Maker Studios was found in 2009 and acts as a production studio, distribution network and ad sales team for YouTube-based talent. PandoDaily reported Maker Studios has garnered $78.5 million in total equity funding (not counting Google’s Original Channels investment), while TechCrunch and All Things D put Maker Studio’s total raised at $44 million. Maker Studios did not respond to ReadWrite’s requests to clarify this funding amount, but the consensus is the company is valued at $200 million.

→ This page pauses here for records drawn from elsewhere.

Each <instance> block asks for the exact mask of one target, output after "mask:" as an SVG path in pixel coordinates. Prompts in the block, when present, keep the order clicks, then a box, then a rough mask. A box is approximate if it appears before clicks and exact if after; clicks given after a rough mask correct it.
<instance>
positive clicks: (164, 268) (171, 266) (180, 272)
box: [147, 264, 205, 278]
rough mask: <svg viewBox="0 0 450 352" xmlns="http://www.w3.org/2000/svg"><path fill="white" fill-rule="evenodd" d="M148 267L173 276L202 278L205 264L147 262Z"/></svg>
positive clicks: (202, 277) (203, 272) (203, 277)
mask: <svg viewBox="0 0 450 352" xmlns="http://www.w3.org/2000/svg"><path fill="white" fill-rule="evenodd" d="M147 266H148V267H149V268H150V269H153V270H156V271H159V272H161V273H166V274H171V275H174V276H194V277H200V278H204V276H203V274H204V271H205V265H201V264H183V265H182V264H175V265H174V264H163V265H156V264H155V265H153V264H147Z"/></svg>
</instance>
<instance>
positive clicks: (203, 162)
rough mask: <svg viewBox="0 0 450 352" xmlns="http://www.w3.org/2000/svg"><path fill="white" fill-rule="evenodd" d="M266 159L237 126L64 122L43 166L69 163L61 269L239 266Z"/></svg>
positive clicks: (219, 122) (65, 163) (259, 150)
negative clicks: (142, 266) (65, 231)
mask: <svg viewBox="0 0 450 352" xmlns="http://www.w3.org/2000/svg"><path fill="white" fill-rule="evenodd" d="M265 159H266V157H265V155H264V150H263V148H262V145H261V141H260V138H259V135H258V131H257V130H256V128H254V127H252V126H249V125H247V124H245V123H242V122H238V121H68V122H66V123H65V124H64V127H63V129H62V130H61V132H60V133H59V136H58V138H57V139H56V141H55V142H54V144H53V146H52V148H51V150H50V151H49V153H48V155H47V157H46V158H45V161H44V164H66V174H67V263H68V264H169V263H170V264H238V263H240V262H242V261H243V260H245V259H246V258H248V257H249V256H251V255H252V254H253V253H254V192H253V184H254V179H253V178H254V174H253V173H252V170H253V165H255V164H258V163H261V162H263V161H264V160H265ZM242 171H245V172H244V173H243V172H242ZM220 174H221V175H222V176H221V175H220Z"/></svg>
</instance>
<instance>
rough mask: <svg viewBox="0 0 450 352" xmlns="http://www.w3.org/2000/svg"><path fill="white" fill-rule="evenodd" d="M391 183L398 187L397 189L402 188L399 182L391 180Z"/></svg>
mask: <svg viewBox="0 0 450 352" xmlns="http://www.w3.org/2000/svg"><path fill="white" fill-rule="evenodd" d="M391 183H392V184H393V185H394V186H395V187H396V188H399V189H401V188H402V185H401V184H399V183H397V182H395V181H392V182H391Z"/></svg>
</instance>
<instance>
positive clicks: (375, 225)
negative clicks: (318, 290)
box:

Viewership for the network has been steadily increasing, with the network even surpassing Machinima in terms of views in October.
The Time Warner Investments funding comes at a good time for Maker Studios, and not just because it helps the network move on from accusations of unprofessional behavior during the Ray William Johnson scandal: The network has just completed a 40,000-square-foot production space in Culver City that includes sound stages, production offices, prop and wardrobe areas, editing bays and recording booths.
“We’re extremely excited and grateful to have the support of Time Warner and our other investment partners who are some of the most respected names in media and entertainment, and are thrilled that we will be able to provide even more resources and opportunities to our valued network partners,” wrote Danny Zappin, Maker’s co-founder and CEO, in a statement sent to multiple publications.
Traditional Media Finally Getting It
Eugene Lee, the co-founder of the YouTube analytics service for media companies and brands called ChannelMeter, told ReadWrite that Time Warner’s investment “validates” the YouTube space and shows traditional media is finally ” recognizing that viewers are moving online and that online audience is growing.”
Lee predicted the infusion to Maker Studios is just the beginning of outside investment in YouTube content. Lee also said that the cash infusion is likely to “light a fire” under YouTube networks like Machinima, Fullscreen and Alloy Digital to “get their A-game on” and “be smarter with their money.” Machinima seems to already be doing that, having just laid off 10% of its staff this month, which the video-game and entertainment network called “a reorganization to address its global growth.”